By Using A Variable And OFFSET — FETCH
DECLARE @c BIGINT = (SELECT COUNT(*) FROM sales.order_items)
SELECT AVG(list_price) AS "Median"
FROM (
SELECT list_price
FROM sales.order_items
ORDER BY list_price
OFFSET (@c - 1)/2 ROWS
FETCH NEXT 1 + (1 - @c%2) ROWS ONLY
) data
The variable @c
is assigned the total count of rows in the sales.order_items
table. The inner subquery orders the list prices in ascending order. The OFFSET (@c - 1)/2 ROWS
clause skips the first half of the rows (when @c
is odd) or exactly half the rows (when @c
is even). The FETCH NEXT 1 + (1 - @c%2) ROWS ONLY
clause fetches the next row when @c
is odd or no additional rows when @c
is even. Finally, the outer query calculates the average of the retrieved rows, which gives the median value.

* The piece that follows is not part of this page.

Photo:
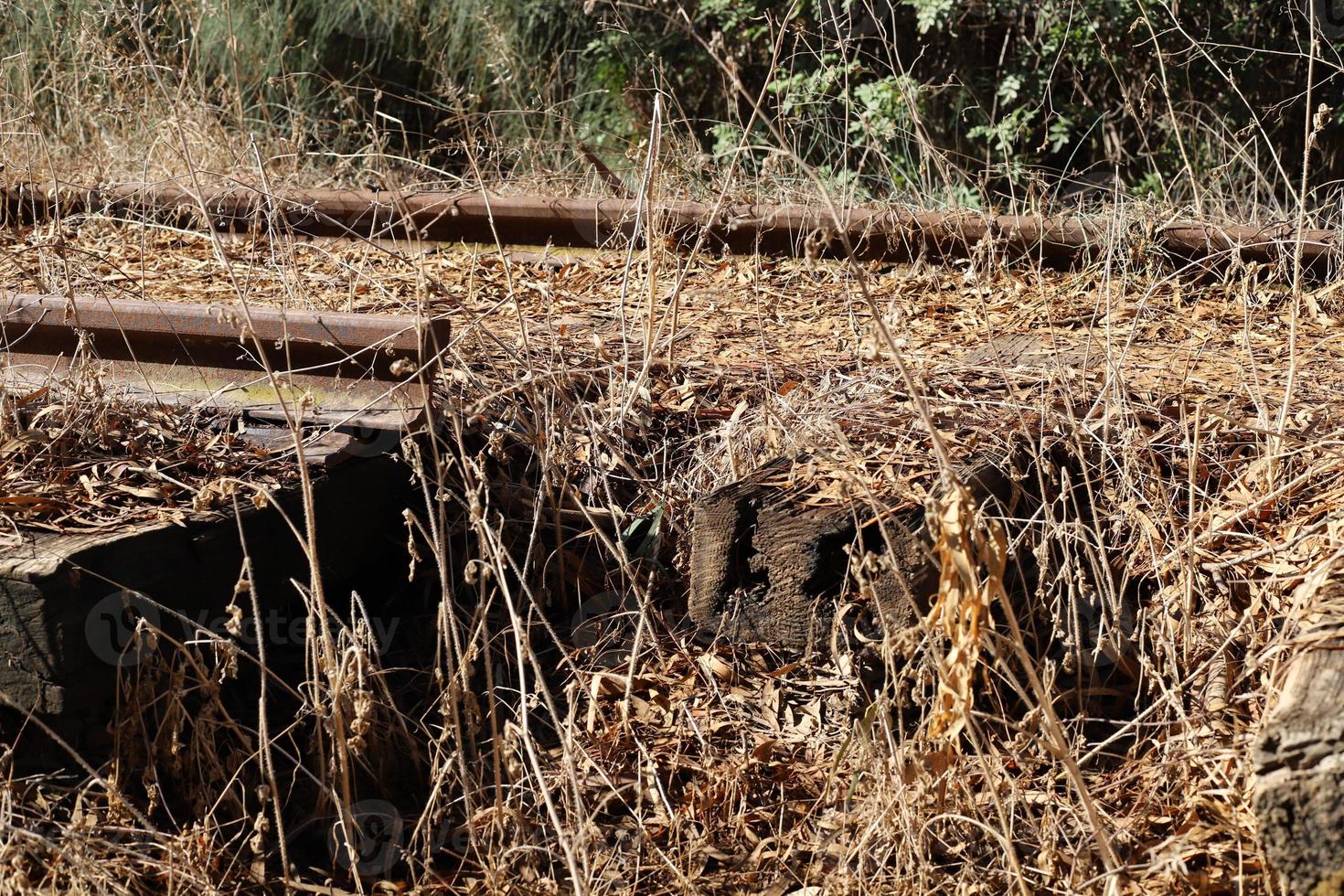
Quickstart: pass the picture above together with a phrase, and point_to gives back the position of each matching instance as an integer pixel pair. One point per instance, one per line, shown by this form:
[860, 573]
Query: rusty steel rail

By Using ROW_NUMBER() Window Function
SELECT AVG(list_price) AS "Median"
FROM
(
SELECT list_price,
ROW_NUMBER() OVER (ORDER BY list_price ASC, order_id ASC) AS RowAsc,
ROW_NUMBER() OVER (ORDER BY list_price DESC, order_id DESC) AS RowDesc
FROM sales.order_items
) data
WHERE
RowAsc IN (RowDesc, RowDesc - 1, RowDesc + 1)
The above query first assigns row numbers in ascending and descending order to each row based on the list_price
and order_id
. The subquery retrieves the list_price
and the corresponding row numbers for both ascending and descending order. The outer query calculates the average of the list_price
where the row number in ascending order is either equal to or within one position from the row number in descending order.
By Using ORDER BY, MIN() And Max() Functions
SELECT (
(SELECT MAX(list_price)
FROM (
SELECT TOP 50 PERCENT list_price
FROM sales.order_items
ORDER BY list_price) AS BottomHalf) +
(SELECT MIN(list_price)
FROM (
SELECT TOP 50 PERCENT list_price
FROM sales.order_items
ORDER BY list_price DESC) AS TopHalf)
) / 2 AS Median
Here, we divide the dataset into two halves (top and bottom) based on the list_price
. The inner subqueries find the top 50% and bottom 50% of the list prices separately. The MAX(list_price)
and MIN(list_price)
functions respectively retrieve the highest and lowest values from each half. The final result is obtained by adding the maximum value from the bottom half and the minimum value from the top half, then dividing the sum by 2 to get the median.
By Using NTILE() Window Function
SELECT MAX(list_price) AS "Median"
FROM (
SELECT list_price,
NTILE(4) OVER(ORDER BY list_price) AS Quartile
FROM sales.order_items
) X
WHERE Quartile = 2
The NTILE
function divides the result set into 4
equal parts (quartiles). The ORDER BY list_price
sorts the list prices in ascending order. The outer query selects the maximum list price from the subquery where Quartile
is 2
, representing the second quartile, which is the median.
By Using PERCENTILE_CONT() Window Function
SELECT DISTINCT PERCENTILE_CONT(0.5)
WITHIN GROUP (ORDER BY list_price) OVER() AS "Median"
FROM sales.order_items
The PERCENTILE_CONT
function calculates a specific percentile for a given column within a group. The 0.5
argument indicates that we want to find the 50th percentile, which is the median. The ORDER BY list_price
clause ensures that the list prices are sorted in ascending order before calculating the median. The DISTINCT
keyword makes sure that we only get one result for the overall median, even if there are multiple rows with the same median value. The OVER()
function is used without any partitioning, so the PERCENTILE_CONT
is applied to the entire result set.
NOTE: All queries are written in MS SQL Server.
Each of these queries offers a different approach to calculating the median in SQL, and their effectiveness may vary depending on the dataset size and database system being used. It’s always a good practice to test these queries on your specific dataset to find the most efficient and accurate method for calculating the median.
I am sure there are other ways to calculate Median in SQL. Please make sure to comment that if you come across any. Let me know which one is your favorite or preferred method from the above. I hope this blog helps you to enhance your SQL skills. And yes, “SQL Before Everything”!